En general, los índices de desigualdad no son comparables entre distintos países. Estos se calculan sobre la base de encuestas, variables y metodologías distintas. En algunos países las encuestas miden ingresos y en otros gastos. Algunas encuestan miden desigualdad entre familias y otras entre personas. Los arriendos imputados se estiman con metodologías distintas. Algunos excluyen a familias con ingresos muy altos o muy bajos. Además, se suele corregir por las economías de escala dentro de los hogares, debido a que las necesidades per cápita caen a medida que aumenta el número de integrantes.

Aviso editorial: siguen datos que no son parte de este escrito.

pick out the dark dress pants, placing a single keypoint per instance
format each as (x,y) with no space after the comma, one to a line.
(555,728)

En Chile, el coeficiente Gini de ingresos monetarios es de 53. Si eliminamos las observaciones extremas y corregimos por economías de escala, como se hace en Europa, este coeficiente bajaría a 46. Por su parte, el índice 10/10 de ingresos es de 29 veces. Es decir el decil más rico ganaría 29 veces lo que el decil más pobre. Pero, si éste se calcula sobre la base de gastos, el índice cae a 12.5 veces. Recordemos que es el gasto, y no el ingreso, la variable relevante para evaluar calidad de vida. Además, estas cifras no consideran la mayor parte de la política social redistributiva que existe en Chile.

Es lamentable que se use la desigualdad para justificar la política populista de quitarle más a los ricos para dárselos a los pobres. A un niño, esta fórmula le parecería infalible. Pero, el mundo es más complejo y nos ha mostrado que termina ocurriendo justo lo contrario. Ya sabemos que esta receta ha terminado, sin excepción, con pueblos iguales, pero empobrecidos, y con una pequeña clase dirigente rica y dueña de todo. Una desigualdad exacerbada.

Un acceso más equitativo a la educación, en un sentido amplio, debería reflejarse en menores niveles de desigualdad de ingresos. Sin embargo, sus efectos sólo se podrían manifestar en décadas. En el mediano plazo, la forma más efectiva de reducir la desigualdad de ingresos es aumentando la participación laboral de las familias de menores ingresos. La participación laboral del decil más rico es del 70%, similar a la participación promedio de la OCDE. En cambio, en el decil de menores ingresos ésta es de apenas un 21%.

Si las personas entre 20 y 60 años que no trabajan, no estudian, ni tienen problemas de invalidez, lo hicieran, el índice 10/10 de ingresos monetarios bajaría de 29 a 12 y el Gini caería de 53 a 45. Más efectivo que cualquier política de redistributiva. De hecho, el costo en transferencias ascendería a unos 12 mil millones de dólares anuales, sin considerar costos de administración, mal uso de recursos, desincentivos al trabajo o deterioro al emprendimiento.

Cualquier política que desincentive el empleo perjudica la distribución del ingreso. Políticas como la extensión forzosa del postnatal, masificar las salas cunas en las PYMES, aumentar los impuestos a las empresas o entregar beneficios demasiado generosos a quienes no trabajan, contribuyen a perpetuar la baja participación laboral y, por lo tanto, la desigualdad.